The EU is therefore looking at additional incentives to push ship owners towards the use of the EU list. Knowing that less than 10% of the world fleet is sailing under an EU flag at end-of-life and that swapping flags to circumvent taxes and rules is already a widespread practice, the requirement to use an EU listed facility will cut short without an additional incentive. The proposed idea is simple: contributions for a ‘ship recycling licence’ will be collected from all vessels trading in the EU. Monies accumulated during a ship’s operational life will be set aside and only paid back to the last owner if the ship is recycled in a facility on the EU list. The negative costs of social and environmental impacts will be internalised with the shipping industry.
While it is not new that measures at port state level play a crucial role with regards to curbing the substandard practices of shipping, today, the investors, banks and clients of shipping are increasingly also playing this role – which is a much welcomed development. Investors and banks we are talking to agree that ship recycling is part of the shipping industry’s value chain, and that a clear departure from the unnecessarily risky activity of managing reverse logistics of ship material management on a beach is needed. Proper ship recycling only represents a fraction of the operating costs of shipping and still a smaller fraction of their profit margins. Even in times of economic downturn, ship owners can afford proper ship recycling.
A financial incentive and demands from investors, banks and clients of shipping will help close the gap between green dollars and green recycling. The upcoming EU list will function as an important market differentiator for the recycling facilities that have already invested in proper infrastructure and occupational health and safety standards. The list is a reliable reference for sustainable ship recycling. It is also likely to prompt a real business case to innovate and invest in cost-effective and sustainable practices. Providing safe and green solutions will then become a clear competitive advantage.

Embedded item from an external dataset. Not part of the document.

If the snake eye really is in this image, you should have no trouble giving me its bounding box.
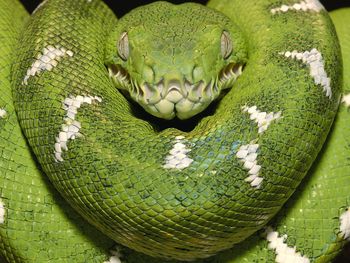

Many more ships are expected to head for the scrapping yards in the coming years, due to the overcapacity especially in the container market and oil and gas sector. A large number of floating oil production and storage tankers, drill ships and semi-submersible platforms that have operated in the North Sea will be decommissioned. Ship recycling is an industrial activity that needs industrial methods, equipment and standards. A beach is never going to be an appropriate place for a high-risk heavy industry involving hazardous waste management.
While only vessels sailing under an EU flag will be legally obliged to use an EU approved facility, any company around the world with a responsible policy can use the EU list to prove their effort. German container ship giant Hapag Lloyd has already committed to only using EU listed facilities, and shipping companies from other sectors such as Hoegh, Wilhelmsen, Walenius, Grieg, Boskalis and Canada Steamship Lines, have also had a progressive ship recycling policy for many years. The Danish Maersk Group’s U-turn back to the beach in India is, on the other hand, a setback for responsible ship recycling and seriously undermines the company’s position as an industry leader. Responsible ship owners are not scotching development in South Asia by supporting a method, which is banned in Europe, the United States and China.
We expect European shipping lines that seek to call themselves socially and environmentally responsible to adhere to European standards. We expect European investors to back that call. The future of ship recycling is on the EU list and not on the beach.